MAMMOTH SPRING -- One generation has met another this school year in Mammoth Spring School District
A new program, the Foster Grandparent Program, began at the school last month and so far, students, staff and grandparents have benefited from the experience.
The elementary school has two grandparents, Mary Pierce and Shirley Wilson, who come to the school a half day, five days a week to help students.
According to Carol Burnett of the White River Area Agency on Aging, the Foster Grandparent Program was first begun 38 years ago in Arkansas. The local program covers a 10 county area and currently 87 volunteers work at the 27 school districts involved in the program. Viola School District in western Fulton County also participates in the program with three grandparent volunteers.

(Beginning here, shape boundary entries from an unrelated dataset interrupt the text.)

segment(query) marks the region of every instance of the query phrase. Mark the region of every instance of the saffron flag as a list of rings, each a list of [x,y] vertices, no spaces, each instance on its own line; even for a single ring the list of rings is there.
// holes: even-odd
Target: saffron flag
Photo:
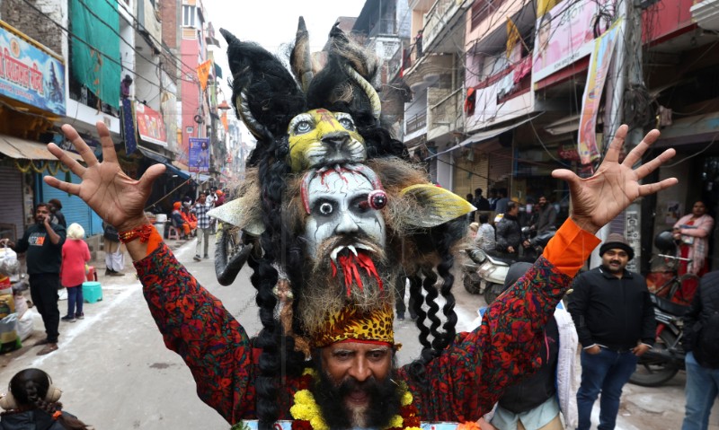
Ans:
[[[212,60],[207,60],[197,66],[197,77],[200,79],[200,85],[202,87],[202,91],[205,91],[208,87],[208,78],[209,77],[211,67]]]
[[[517,46],[522,39],[522,35],[519,34],[519,29],[511,21],[511,18],[507,17],[507,58],[511,57],[514,47]]]
[[[552,10],[559,3],[559,0],[538,0],[537,2],[537,17],[540,18],[542,15]]]
[[[597,144],[595,133],[597,113],[599,110],[599,101],[614,54],[614,47],[617,39],[621,37],[619,34],[621,22],[621,18],[617,20],[607,32],[594,39],[594,49],[590,57],[590,71],[584,95],[581,98],[581,116],[579,120],[577,150],[581,164],[589,164],[601,156],[601,148]]]

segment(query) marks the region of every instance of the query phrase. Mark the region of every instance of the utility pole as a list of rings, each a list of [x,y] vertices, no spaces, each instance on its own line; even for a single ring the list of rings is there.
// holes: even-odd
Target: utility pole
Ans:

Burnett said volunteers need to be over 60 years of age and be able to volunteer 20 hours a week. "And they, of course, must love children," she said.

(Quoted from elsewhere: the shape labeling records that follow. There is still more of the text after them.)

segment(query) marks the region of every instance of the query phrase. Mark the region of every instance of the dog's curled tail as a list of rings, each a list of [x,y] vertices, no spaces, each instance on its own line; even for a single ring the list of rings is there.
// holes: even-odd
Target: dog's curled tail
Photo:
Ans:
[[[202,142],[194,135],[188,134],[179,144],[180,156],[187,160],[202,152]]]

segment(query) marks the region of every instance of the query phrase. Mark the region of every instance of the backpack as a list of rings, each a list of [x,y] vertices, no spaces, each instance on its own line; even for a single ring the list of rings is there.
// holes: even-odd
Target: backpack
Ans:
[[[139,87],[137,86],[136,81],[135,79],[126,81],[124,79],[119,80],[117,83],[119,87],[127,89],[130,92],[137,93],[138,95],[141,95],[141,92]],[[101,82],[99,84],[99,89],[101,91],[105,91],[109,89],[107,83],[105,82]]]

Burnett said there are several benefits to the seniors who become foster grandparents, including pre-service orientation and monthly training sessions, an annual physical examination, supplemental insurance, a small stipend for those who qualify, help with meals and transportation costs, "and the joy of knowing you are making a difference for children," Burnett said.

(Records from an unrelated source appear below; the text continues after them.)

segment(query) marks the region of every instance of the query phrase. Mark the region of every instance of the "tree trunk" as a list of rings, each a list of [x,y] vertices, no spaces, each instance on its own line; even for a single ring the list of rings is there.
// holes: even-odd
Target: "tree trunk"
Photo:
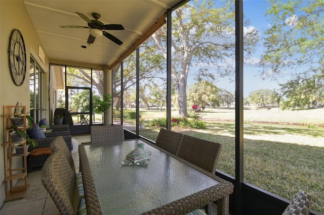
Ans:
[[[187,111],[186,81],[184,78],[181,78],[177,85],[179,92],[179,97],[178,97],[179,115],[181,117],[187,117],[188,111]]]
[[[119,111],[119,109],[120,109],[120,94],[119,96],[117,96],[117,102],[116,102],[116,106],[115,107],[115,109],[116,109],[116,111]]]

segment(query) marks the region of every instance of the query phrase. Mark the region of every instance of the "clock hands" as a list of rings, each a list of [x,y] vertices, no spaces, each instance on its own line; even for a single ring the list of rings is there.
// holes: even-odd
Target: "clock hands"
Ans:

The program comes easy to Pierce, who is a grandmother and great-grandmother. "I've always enjoyed younger kids," Pierce said. She is retired after working for many years at Thayer News and Shady Oaks Healthcare. Pierce is 77 years young.
Wilson is 63 and is retired after working for 13 years at Lee's Curtain Factory in Thayer. "I'm learning right along with the kids. They are such a joy," Wilson said.
Both grandparents said they have grown from the program and will be there next year if they are able.
Elementary principal Ruth Stevens said she is excited and pleased about the program and hopes more seniors will get involved.